While I’ve been otherwise involved
I got a notification from the Chief Dickwad in my town.
Seems they don’t like where I park my van.
I have a turnaround in my yard, and right next to it, an evergreen tree. Under the evergreen, there’s a spot of no grass. No grass can grow there, of course, because of the thirty years of pine needles accumulated there.
So sometimes, I park the van there. It gives me free use of my whole turnaround, and the van is shaded.
The summons says “NO GRASS PARKING”.
Actually, it is impossible to see how the van is parked, from the street. So they had to tresspass to see.
What this comes down to, is some neighbor is being a cocktard. And this cumguzzling bureaucrat is anxious to harsh my mellow.
So I moved the van. I had this happen once before, I got a citation because I parked my truck in the yard while sealcoating my driveway.
I’ll be waiting for this bitch in hell. I may not be able to do anything to her…. yet. But my day will come.
Oh, by the way, the van has been in that spot for two years.
12 comments Og | Uncategorized

Pave your entire lawn. And paint it safety orange. With white crime scene body outlines.
Give me her name, please.
Walk on over to her yard with a bucket of fertilizer. Use the fertilizer to write messages such as “I’M A NOSY BITCH!” or “I SUCK BUMS OFF FOR BEER MONEY!” in her yard. Wait a week or two for the fertilizer to work, and watch your message come alive in brilliant green against the paler green of the rest of her lawn!
Dave, been there done that. Right after a rain, one person’s yard in the old neighborhood still proudly proclaims “C**T”
I don’t know the name of the neighbor. I only know the name of the idiot official who sent the citation.
Sounds like you just need to expand the turnaround to both sides of the driveway. Go pull a permit and see who complains, that’s the nosy bitch that ratted you out.
Geez, I hate busybody neighbors…
All good things come to those who wait. I expect this will be true for you as well. And when it happens “good hunting” (not that I am suggesting anything…just sayin’). Perhaps she just needs a good colonic.
Ahhh the good ol’ days of dirty tricks passed off as karma. My favorite is a navy issued dye marker in swimming pools.
Wreaks all kinds of nastiness…
What kind of totalitarian compound have you gotten yourself locked up in? That’s horeshit. Park wherever you want and tell ’em you’ll see ’em in court.
Make a few minor donations in bureucrap’s name to various organizations currently not in favor at city hall. Aryan Nation, NAMBLA, that sort of group. If you have traffic cameras locally get any fifteen year old to photoshop Bureaucrat’s license plate onto some photo grade paper, tape it to your plate and run half a dozen red lights.
If you find out the name of the bint harshing your mellow, buy her a subscription to a magazine sure to be at the bottom of her subscription list.

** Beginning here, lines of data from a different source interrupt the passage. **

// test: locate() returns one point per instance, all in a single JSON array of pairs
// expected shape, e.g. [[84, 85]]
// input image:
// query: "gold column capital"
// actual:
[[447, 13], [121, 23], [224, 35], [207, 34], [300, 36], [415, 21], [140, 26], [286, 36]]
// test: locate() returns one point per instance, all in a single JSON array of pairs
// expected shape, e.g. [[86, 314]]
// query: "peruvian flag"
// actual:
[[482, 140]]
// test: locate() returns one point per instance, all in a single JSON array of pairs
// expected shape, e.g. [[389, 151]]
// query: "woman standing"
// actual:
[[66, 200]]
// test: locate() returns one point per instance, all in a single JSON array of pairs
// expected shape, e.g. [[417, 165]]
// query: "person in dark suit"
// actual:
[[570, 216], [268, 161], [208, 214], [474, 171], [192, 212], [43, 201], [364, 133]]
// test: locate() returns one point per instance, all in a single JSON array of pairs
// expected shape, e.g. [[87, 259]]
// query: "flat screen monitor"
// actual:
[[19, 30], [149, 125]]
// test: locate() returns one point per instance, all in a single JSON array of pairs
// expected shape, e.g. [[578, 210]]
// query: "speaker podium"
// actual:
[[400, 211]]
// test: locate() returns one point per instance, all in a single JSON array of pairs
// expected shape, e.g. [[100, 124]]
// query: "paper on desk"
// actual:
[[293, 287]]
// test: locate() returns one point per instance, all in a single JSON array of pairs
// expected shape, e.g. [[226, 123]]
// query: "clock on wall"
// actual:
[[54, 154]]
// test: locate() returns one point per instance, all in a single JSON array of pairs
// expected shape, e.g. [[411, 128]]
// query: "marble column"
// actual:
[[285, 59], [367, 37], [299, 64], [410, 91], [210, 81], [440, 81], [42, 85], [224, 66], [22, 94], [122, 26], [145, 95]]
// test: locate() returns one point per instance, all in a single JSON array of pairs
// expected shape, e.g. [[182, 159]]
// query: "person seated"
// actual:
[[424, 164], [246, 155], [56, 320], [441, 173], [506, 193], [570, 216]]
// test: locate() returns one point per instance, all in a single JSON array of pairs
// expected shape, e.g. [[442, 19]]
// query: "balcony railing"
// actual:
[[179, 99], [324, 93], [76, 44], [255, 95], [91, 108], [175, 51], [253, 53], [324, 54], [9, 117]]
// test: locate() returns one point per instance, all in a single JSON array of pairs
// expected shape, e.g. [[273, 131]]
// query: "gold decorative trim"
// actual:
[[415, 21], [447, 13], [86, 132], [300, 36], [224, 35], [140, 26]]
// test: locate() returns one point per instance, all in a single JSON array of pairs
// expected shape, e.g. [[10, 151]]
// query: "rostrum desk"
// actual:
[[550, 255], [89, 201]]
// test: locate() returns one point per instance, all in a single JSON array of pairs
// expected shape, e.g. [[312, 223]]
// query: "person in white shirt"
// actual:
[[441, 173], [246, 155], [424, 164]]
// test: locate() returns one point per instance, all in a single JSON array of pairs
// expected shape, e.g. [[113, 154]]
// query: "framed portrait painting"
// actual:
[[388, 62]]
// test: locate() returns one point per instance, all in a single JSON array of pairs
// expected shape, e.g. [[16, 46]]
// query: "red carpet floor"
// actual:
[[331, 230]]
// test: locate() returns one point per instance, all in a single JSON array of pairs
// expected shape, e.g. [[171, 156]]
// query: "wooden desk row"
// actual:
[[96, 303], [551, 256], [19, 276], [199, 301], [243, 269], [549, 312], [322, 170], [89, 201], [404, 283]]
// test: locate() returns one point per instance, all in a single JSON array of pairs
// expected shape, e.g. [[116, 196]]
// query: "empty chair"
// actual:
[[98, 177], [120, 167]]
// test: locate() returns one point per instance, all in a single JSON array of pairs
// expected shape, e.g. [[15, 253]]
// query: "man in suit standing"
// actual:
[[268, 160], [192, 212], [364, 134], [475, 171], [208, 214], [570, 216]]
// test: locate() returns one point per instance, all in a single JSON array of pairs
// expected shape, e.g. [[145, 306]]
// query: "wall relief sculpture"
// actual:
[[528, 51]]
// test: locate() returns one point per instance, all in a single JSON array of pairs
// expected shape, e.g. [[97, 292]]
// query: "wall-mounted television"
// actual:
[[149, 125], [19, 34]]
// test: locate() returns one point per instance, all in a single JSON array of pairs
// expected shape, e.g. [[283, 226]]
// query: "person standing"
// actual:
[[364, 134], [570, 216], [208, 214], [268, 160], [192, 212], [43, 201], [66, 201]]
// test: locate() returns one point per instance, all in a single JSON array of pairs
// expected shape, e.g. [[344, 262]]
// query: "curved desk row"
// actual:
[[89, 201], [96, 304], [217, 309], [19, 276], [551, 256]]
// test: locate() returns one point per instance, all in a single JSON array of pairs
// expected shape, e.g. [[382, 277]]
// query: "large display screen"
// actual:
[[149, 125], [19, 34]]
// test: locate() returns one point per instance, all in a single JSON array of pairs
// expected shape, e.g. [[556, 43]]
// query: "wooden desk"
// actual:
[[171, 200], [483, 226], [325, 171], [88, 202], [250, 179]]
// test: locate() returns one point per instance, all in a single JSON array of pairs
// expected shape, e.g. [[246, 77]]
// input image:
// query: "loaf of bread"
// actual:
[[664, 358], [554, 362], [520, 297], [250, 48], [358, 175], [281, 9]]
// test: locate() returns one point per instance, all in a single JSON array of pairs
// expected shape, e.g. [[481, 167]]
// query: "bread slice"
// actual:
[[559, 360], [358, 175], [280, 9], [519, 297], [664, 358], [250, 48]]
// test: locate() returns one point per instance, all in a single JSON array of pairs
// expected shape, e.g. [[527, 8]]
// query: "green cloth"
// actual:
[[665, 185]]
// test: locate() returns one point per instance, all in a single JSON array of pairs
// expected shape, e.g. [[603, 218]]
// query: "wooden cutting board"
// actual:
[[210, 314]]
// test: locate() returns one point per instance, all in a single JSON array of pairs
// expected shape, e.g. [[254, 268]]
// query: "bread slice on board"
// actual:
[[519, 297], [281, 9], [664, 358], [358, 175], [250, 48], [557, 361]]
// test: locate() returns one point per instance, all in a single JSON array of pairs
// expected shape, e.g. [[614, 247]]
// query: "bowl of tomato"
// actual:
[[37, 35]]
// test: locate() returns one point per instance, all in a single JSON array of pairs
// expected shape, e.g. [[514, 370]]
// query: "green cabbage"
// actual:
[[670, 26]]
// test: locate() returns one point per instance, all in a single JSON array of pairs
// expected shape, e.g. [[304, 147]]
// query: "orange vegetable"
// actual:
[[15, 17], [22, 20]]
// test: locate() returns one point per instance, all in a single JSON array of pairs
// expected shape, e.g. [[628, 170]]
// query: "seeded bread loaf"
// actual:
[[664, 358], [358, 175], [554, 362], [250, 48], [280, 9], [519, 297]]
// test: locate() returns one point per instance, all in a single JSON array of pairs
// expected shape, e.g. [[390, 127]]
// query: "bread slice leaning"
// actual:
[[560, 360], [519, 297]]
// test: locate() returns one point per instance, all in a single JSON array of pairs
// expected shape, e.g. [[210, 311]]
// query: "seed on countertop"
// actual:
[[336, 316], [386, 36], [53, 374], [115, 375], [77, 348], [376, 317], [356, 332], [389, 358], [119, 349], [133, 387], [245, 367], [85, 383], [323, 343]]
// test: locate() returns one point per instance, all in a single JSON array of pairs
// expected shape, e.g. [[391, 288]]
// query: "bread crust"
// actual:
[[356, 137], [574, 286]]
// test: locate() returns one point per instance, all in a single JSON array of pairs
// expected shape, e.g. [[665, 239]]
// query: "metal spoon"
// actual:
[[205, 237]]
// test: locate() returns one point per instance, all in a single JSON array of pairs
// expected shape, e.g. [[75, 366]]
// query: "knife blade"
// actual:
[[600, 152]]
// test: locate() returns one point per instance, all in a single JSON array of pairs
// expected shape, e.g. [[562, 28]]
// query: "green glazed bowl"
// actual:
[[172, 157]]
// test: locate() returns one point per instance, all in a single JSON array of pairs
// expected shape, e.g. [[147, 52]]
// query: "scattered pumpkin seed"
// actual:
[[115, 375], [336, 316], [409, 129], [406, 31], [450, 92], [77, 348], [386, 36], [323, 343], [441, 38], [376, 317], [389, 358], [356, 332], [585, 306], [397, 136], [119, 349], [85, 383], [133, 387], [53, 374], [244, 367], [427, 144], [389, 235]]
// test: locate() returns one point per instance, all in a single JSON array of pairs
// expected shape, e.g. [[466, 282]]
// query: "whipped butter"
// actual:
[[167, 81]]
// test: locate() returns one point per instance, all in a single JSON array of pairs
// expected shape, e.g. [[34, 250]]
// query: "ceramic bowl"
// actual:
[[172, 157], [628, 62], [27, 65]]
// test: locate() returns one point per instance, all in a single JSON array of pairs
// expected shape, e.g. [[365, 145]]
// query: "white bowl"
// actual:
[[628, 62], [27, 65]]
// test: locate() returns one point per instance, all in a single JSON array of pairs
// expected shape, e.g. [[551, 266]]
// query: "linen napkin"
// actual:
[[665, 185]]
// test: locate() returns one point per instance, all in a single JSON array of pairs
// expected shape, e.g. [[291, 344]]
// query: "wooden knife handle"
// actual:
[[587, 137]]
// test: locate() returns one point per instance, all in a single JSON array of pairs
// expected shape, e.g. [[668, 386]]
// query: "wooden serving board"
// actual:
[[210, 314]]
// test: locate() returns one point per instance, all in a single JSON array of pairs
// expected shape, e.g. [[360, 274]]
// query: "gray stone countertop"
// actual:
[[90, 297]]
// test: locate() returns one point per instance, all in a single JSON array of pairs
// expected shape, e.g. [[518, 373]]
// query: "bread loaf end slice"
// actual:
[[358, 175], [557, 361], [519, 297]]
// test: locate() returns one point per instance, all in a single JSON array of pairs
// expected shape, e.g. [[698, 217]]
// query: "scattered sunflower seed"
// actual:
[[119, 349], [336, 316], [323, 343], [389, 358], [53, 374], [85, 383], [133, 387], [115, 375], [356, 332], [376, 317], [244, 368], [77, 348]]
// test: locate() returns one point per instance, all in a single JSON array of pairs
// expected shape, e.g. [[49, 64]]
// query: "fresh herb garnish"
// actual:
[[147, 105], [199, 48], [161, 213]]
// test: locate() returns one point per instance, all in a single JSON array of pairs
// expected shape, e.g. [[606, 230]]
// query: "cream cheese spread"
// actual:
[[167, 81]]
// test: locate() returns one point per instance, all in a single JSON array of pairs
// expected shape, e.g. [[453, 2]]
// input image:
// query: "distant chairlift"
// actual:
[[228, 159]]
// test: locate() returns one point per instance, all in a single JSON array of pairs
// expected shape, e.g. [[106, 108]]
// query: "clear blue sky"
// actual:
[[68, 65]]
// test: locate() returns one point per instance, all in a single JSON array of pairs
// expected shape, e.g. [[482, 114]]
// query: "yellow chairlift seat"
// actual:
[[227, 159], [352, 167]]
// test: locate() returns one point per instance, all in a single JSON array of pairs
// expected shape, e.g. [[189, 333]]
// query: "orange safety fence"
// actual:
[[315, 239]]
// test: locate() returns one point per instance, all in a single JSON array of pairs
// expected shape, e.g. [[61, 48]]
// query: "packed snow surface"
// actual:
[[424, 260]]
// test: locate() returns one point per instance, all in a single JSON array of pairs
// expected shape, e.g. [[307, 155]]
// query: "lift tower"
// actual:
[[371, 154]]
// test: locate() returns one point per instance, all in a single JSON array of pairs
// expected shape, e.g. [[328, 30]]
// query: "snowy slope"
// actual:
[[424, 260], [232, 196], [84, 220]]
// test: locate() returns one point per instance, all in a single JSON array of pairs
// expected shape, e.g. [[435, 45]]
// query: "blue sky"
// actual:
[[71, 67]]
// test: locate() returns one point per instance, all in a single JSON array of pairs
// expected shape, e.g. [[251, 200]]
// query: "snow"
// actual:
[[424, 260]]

Something which will get the attention of the feds would be a nice gift. Same with underworked bureaucrap, best delivered to his office.
I, too was once harassed by a low level city functionary. He is now even lower level.
Gerry N.
You guys are evil… I love it!
Never heard of a “no grass parking” ordinance. That’s some petty stuff. Strictly a money-making ordinance, for sure.
In certain areas, it makes sense. If you’re living in one of the places that seems to catch fire and burn down half a state every year, not having a red hot catalytic converter over a tinder dry pile of dead leaves/brush makes sense.
Where Og lives? Bullshit, pure and simple.